When I first read J.K. Rowling's hard-luck story about being on welfare and writing Harry Potter and the Sorcerer's Stone in longhand in a coffee shop, I thought it was a very effective selling point for the book, although the story is true.
Can you imagine the determination it took to write under those conditions? JKR was at a low point. I read that her ex-husband kicked her out of the house when their daughter was a few months old; the next day she came back with reinforcements to get the baby and leave the cad forever. She and the baby lived with her sister and brother-in-law for a while, then she lived in Scotland on welfare while she wrote her book, attended classes to earn a teaching certificate, and eventually taught classes. JKR said the story about writing in a coffee shop because her apartment was too cold isn't true; she just liked the coffee.

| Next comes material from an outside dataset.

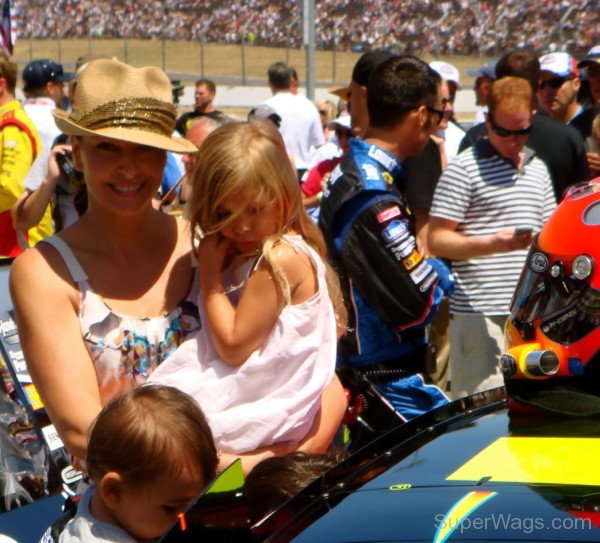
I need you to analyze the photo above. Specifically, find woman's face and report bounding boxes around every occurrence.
[71,136,167,214]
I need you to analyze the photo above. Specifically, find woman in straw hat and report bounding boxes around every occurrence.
[10,59,344,465]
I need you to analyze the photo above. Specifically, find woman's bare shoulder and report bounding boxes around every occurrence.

I was surprised to learn that JKR still writes in longhand. She's writing the final book on lined paper. How charming! On her site, she writes about running out of paper. From her "diary" (via the Scotsman):
"Why is it so difficult to buy paper in the middle of town? What is a writer who likes to write longhand supposed to do when she hits her stride and then realises to her horror she has covered every bit of blank paper in her bag? Forty-five minutes it took me, this morning, to find somewhere that would sell me some normal, lined paper."
Book 7 is being written (in longhand!) as I write this. Will all of John Granger's questions be answered, or will JKR leave us hanging? How will our theories pan out? How far off the mark are we? How close? Whether you love them or hate them, JKR and Harry Potter have changed the culture. Even if the "Boy Who Lived" dies in the book (Don't stone me!), he will live on.